Step 1: Understanding the Concept:
Heisenberg's Uncertainty Principle declares that it is fundamentally impossible to simultaneously determine both the exact position and momentum of a particle.
This principle is a core component of quantum mechanics and is significant primarily for microscopic objects.
Step 2: Key Formula or Approach:
The mathematical expression for Heisenberg's uncertainty principle is \( \Delta x \cdot \Delta p \geq \frac{h}{4\pi} \).
The mass of the object dictates how observable this uncertainty is.
Step 3: Detailed Explanation:
While the principle theoretically applies to all matter, its practical significance is inversely proportional to the mass of the object.
For macroscopic objects, the mass is so large that the uncertainty in position and velocity becomes infinitesimally small and completely unobservable.
A proton is a subatomic particle, meaning it has an extremely small mass and exhibits significant quantum uncertainty.

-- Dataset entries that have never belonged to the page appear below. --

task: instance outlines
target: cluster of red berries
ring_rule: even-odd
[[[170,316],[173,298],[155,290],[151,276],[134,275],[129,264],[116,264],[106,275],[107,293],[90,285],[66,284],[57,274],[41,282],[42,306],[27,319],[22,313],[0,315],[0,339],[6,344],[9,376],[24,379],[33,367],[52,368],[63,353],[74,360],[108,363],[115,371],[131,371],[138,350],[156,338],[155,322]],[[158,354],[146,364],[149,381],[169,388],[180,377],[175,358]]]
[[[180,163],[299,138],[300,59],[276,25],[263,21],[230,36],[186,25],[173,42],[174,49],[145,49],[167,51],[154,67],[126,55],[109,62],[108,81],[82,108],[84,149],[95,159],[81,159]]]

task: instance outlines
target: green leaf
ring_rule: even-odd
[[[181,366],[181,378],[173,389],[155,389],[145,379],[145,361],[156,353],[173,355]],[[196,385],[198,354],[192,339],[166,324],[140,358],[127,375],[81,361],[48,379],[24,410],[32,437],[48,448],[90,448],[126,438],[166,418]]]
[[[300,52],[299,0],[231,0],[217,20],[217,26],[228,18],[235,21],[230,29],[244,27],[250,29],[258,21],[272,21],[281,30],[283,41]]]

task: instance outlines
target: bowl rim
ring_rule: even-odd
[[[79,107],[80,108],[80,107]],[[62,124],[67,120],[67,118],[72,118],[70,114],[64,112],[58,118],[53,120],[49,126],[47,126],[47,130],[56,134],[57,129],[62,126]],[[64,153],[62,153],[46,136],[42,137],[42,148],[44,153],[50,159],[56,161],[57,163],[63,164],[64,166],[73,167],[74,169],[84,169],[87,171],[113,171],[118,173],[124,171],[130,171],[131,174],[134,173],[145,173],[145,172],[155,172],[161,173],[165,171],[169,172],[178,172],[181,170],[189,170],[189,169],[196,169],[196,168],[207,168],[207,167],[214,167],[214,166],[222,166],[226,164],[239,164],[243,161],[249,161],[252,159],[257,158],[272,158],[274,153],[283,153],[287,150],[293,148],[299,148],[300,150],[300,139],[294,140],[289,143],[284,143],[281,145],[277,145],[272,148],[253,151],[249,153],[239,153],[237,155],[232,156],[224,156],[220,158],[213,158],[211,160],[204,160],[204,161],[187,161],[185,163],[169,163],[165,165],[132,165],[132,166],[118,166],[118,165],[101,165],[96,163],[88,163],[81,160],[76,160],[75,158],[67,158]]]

A methane molecule is also a microscopic entity on the atomic scale, making the uncertainty principle valid and significant for it.
Particles of size 1\(\mu\)m (like the platinum or NaCl particles) are considered macroscopic in the context of quantum mechanics, and their quantum uncertainties are negligible.
Therefore, the principle holds true measurable validity for both protons and methane.
Step 4: Final Answer:
The uncertainty principle is valid for both the proton and the methane molecule.